Alternate Roofing

You may object to a metal roof. It may not be in keeping with the rest of the buildings on your property or you may want to use leftover roofing materials from other projects. Wood shingles or asphalt shingles can be used, but they are unnecessary and expensive for this kind of structure.

Any roof other than a metal one will require decking and of the roofs requiring decking, roll roofing is the fastest, easiest, and least expensive to lay. It is especially suitable for roofs with such a shallow slope and costs 15 percent less than asphalt shingles.

The rafters should be spaced on two-foot centers. (This will necessitate another 2 x 6 x 12.) The plywood sheathing of 4′ x 8′ x ½″ exterior grade is nailed directly to the rafters. Begin at the rake (the side edge of the roof), and lay the plywood with the face grain perpendicular to the rafters. Nail the sheet in place with 6d nails spaced every six inches at the edges and every twelve inches at the rafters in between. To insure that the nails don’t miss the rafters, snap chalklines along the rafters. Lay the second piece in place leaving 1/16-inch space between the two.

Protect the roof with a drip edge around the eaves and rakes. It should fit snugly. Drip edge can be cut with tin snips. Nail it down with roofing nails centered in the top surface and spaced every twelve inches.

Start laying the roofing from the rake. Cut to length plus ½ inch a starter strip nineteen inches wide from the selvage portion of the roll. This will leave a ¼-inch overhang at each edge. The seventeen-inch remaining strip that has the crushed mineral surface will be used for the last course.

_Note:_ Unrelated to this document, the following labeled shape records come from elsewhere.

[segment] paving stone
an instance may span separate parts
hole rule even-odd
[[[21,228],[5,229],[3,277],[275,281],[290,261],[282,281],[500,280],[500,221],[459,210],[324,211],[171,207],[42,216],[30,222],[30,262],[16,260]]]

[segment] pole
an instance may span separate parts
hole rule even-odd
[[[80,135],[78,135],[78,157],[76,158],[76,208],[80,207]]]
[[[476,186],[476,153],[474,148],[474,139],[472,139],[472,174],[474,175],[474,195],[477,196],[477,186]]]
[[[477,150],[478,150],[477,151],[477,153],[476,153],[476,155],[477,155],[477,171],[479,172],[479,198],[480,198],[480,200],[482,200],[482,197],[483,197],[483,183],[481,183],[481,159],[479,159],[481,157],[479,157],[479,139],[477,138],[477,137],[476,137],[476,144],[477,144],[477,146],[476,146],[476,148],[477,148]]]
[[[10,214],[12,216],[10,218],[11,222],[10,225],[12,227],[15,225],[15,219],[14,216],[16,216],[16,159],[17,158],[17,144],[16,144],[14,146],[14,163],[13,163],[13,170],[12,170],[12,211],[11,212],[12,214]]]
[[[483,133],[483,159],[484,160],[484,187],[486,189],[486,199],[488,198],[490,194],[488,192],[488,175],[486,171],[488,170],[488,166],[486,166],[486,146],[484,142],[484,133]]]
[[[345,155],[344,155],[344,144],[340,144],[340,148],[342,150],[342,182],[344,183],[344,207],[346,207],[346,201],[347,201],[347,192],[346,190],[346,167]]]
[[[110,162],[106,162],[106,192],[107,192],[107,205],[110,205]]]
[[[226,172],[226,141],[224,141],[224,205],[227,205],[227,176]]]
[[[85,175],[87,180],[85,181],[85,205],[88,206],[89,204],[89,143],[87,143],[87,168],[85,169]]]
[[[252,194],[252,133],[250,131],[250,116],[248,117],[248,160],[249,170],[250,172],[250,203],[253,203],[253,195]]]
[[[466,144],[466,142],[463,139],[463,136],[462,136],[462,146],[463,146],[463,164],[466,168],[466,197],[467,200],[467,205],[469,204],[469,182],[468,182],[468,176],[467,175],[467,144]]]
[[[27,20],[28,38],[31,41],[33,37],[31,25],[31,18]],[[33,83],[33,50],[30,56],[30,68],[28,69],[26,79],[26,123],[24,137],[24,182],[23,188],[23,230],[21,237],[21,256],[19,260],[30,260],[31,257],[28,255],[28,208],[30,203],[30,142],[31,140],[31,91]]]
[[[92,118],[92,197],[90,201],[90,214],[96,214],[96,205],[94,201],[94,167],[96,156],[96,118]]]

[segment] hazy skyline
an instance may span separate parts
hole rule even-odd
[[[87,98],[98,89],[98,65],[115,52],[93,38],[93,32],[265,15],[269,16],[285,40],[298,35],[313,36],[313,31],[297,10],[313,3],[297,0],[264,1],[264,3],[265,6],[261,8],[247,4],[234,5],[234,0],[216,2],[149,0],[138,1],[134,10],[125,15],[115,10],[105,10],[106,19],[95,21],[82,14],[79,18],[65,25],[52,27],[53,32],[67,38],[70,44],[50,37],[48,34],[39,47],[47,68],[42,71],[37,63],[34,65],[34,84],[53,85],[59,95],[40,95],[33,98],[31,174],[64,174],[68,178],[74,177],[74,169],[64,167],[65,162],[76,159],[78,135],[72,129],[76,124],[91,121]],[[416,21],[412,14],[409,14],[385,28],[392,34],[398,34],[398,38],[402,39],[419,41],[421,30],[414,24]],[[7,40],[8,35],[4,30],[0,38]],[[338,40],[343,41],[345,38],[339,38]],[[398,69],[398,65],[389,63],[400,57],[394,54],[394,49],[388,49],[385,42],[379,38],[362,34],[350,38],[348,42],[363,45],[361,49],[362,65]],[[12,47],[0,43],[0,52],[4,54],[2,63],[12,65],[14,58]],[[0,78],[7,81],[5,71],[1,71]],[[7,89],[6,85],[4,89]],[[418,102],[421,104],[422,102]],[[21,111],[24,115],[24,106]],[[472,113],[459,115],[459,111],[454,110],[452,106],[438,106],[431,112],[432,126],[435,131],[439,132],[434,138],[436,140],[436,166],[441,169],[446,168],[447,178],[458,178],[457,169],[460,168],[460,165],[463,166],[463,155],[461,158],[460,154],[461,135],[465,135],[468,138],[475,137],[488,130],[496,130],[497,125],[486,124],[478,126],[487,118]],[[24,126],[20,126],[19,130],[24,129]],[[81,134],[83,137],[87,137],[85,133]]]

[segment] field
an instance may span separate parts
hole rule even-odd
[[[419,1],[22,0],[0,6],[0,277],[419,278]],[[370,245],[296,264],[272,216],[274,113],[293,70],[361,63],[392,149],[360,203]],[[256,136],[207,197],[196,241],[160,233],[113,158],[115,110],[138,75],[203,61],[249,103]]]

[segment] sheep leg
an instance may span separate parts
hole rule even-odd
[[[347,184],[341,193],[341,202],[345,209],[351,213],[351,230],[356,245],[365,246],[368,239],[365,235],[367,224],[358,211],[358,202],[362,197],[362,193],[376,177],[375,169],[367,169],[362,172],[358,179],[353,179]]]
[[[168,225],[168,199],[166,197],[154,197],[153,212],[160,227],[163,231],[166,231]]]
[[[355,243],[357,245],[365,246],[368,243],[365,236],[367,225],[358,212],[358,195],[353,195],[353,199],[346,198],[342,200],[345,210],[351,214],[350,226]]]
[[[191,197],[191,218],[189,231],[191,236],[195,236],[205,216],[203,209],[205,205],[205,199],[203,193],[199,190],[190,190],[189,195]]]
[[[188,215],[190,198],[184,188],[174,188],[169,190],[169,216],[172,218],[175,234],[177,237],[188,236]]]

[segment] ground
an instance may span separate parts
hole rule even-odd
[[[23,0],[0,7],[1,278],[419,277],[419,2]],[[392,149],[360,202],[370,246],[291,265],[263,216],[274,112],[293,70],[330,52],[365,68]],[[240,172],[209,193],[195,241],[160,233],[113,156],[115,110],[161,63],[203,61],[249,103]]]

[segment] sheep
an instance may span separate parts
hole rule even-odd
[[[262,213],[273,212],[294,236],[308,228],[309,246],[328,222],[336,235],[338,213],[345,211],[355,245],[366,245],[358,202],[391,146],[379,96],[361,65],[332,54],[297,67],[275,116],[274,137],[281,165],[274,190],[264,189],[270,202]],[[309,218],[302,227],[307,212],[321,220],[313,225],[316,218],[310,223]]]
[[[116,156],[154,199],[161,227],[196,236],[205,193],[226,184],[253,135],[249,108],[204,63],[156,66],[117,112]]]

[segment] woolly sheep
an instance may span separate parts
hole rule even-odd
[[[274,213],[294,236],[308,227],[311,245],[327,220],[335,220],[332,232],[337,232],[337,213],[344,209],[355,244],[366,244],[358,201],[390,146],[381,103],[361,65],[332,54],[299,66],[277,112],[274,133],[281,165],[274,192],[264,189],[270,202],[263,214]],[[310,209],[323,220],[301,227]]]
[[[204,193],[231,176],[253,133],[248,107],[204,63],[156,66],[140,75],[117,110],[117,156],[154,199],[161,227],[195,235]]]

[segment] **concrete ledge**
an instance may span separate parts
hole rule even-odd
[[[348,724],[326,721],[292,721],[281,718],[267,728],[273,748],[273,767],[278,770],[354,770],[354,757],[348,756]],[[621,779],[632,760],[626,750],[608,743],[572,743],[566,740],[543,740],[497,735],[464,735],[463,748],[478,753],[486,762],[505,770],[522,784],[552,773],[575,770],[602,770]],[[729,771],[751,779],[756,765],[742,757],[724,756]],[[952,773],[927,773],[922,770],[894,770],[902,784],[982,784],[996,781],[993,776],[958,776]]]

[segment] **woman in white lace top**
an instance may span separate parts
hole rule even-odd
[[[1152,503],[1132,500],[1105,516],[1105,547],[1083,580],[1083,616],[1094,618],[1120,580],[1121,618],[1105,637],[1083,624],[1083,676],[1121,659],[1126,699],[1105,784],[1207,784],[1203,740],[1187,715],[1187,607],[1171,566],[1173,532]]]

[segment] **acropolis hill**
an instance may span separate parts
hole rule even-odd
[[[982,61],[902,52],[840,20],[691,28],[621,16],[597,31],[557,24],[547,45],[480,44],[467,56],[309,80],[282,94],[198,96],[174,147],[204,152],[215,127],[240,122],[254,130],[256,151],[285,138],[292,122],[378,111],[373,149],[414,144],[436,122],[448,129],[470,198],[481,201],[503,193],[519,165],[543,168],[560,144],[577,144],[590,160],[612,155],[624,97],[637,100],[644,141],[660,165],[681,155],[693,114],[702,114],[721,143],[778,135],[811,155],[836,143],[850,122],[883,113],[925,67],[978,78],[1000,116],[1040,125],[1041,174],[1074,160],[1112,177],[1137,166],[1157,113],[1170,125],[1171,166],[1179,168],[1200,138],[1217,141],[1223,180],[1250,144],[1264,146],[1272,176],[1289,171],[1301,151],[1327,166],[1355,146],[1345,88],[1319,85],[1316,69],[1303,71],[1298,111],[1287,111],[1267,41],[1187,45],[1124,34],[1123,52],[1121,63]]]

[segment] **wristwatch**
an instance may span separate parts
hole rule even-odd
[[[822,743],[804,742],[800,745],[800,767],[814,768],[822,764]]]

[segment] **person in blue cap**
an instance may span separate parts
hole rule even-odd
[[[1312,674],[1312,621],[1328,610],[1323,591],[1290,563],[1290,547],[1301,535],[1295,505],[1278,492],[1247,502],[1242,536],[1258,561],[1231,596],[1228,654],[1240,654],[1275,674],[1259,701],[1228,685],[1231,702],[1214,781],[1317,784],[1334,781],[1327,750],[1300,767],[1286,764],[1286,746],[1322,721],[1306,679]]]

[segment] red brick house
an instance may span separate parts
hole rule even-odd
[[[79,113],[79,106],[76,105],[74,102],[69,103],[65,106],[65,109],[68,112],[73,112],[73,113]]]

Lay the smooth tar-coated piece in place, leaving a slight overhang on three sides. Fasten it with roofing nails spaced one-foot apart in three horizontal rows. Locate the nails about six inches apart. Use galvanized roofing nails.

Cut the next strip to length using the full width of the roll roofing. (Add ½-inch for the overhang.) Nail it down in two rows eight inches apart and the nails spaced every twelve inches. Lift the mineral surface of each course and coat the upper nineteen-inch portion of the previous strip with quick-setting asphalt cement to within ¼ inch of the exposed edge. Roll the mineral surface back into place.

Each succeeding strip should overlap the previous one by nineteen inches, with seventeen inches of the mineral surface exposed at each course. The upper portion of each strip should be cemented. Use the coated half left over from the starter piece for the last strip.

After the roof has been finished, check for any loose laps and re-cement them.

Many people think roll roofing is unattractive. However if the job is done neatly, none of the nails or cement should show. And if the roof is almost flat yet eight feet high, it shouldn’t be visible.